Brazen Experimentalism of 1992

I’m not sure if it’s the naivety of youth that allows our early influences to run the profoundly deepest.  This was certainly true for me as a young artist and what propelled me to dedicate much of my life to the camera less photographic medium, the photogram.  It was 1992, art school and I already had a craving for experimental image making.  I knew those mythic stories of inspiration striking artists like a bolt of lighting were as about as common place as winning the lottery.  Creating was about showing up and doing the work.  Yet, I still remember the day, like it was yesterday when I entered the exhibition featuring Robert Rauchenberg’s figurative blueprint from 1950.  There was no going back after this.

Robert Rauschenberg and Susan Weil.
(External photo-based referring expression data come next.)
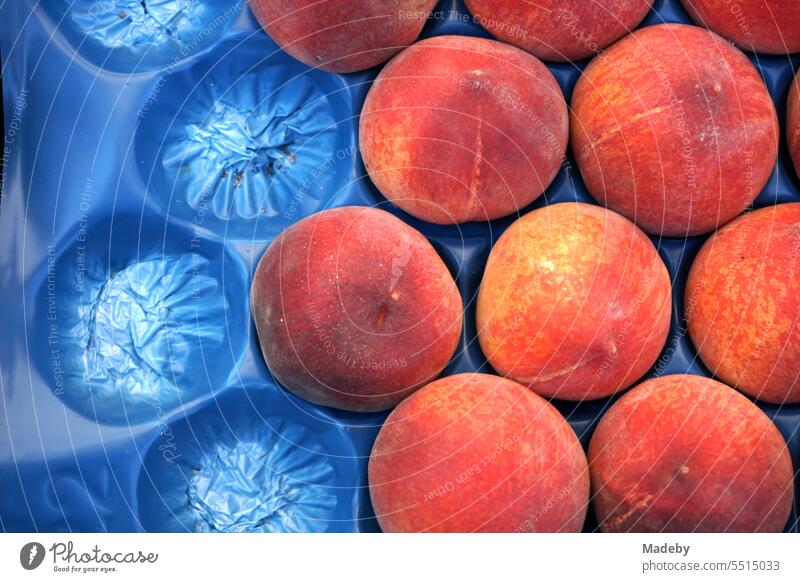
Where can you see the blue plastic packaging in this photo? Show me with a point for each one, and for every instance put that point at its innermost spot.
(153, 150)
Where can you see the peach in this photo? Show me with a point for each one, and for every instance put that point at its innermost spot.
(767, 26)
(743, 303)
(559, 30)
(477, 453)
(342, 36)
(793, 122)
(688, 454)
(354, 309)
(674, 128)
(575, 302)
(458, 129)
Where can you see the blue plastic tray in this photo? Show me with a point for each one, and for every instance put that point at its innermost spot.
(139, 147)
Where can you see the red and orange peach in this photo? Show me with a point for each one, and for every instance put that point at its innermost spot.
(574, 303)
(458, 129)
(477, 453)
(689, 454)
(342, 36)
(559, 30)
(674, 128)
(767, 26)
(354, 309)
(743, 303)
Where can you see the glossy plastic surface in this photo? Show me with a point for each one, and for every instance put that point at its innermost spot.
(150, 161)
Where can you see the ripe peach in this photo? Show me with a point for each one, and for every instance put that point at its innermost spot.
(458, 129)
(574, 303)
(793, 122)
(688, 454)
(559, 30)
(474, 452)
(674, 128)
(743, 303)
(342, 36)
(354, 309)
(767, 26)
Untitled (Double Rauschenberg). © 1950 www.moma.org
Richard Slechta, Misunderstood Inheritance 108 x 60 inches, Light on photo paper ©1993

Robert’s photograms were like nothing I’d seen before and they were already 42 years old.  Like paintings, they had an immersive scale and abstracted the sense of reality, while still holding onto a few traces of time’s presence found in photography.  They were brilliant!  And at the same time, no disrespect intended, his subject matter was exhaustively stiff.  The potential was so obvious, and I was ready to get started.

This discovery for me, this wasn’t just about a new technique, but as if I was opening my eyes for the very first time.  It was way of seeing the world in a way that I wanted to look at it.  Reality is sharp enough, I didn’t need a sharp lens define it.  For me, the photogram was to un-define the human experience, to give space for mystery, ambiguity and emotion.

That day, Robert became my mentor and guide.  His free wheeling means and ends to art making were the fundamental context to the words I imaged he would have told me.   ‘Be brazen in your art and don’t ask for permission, cause you won’t ever get it.’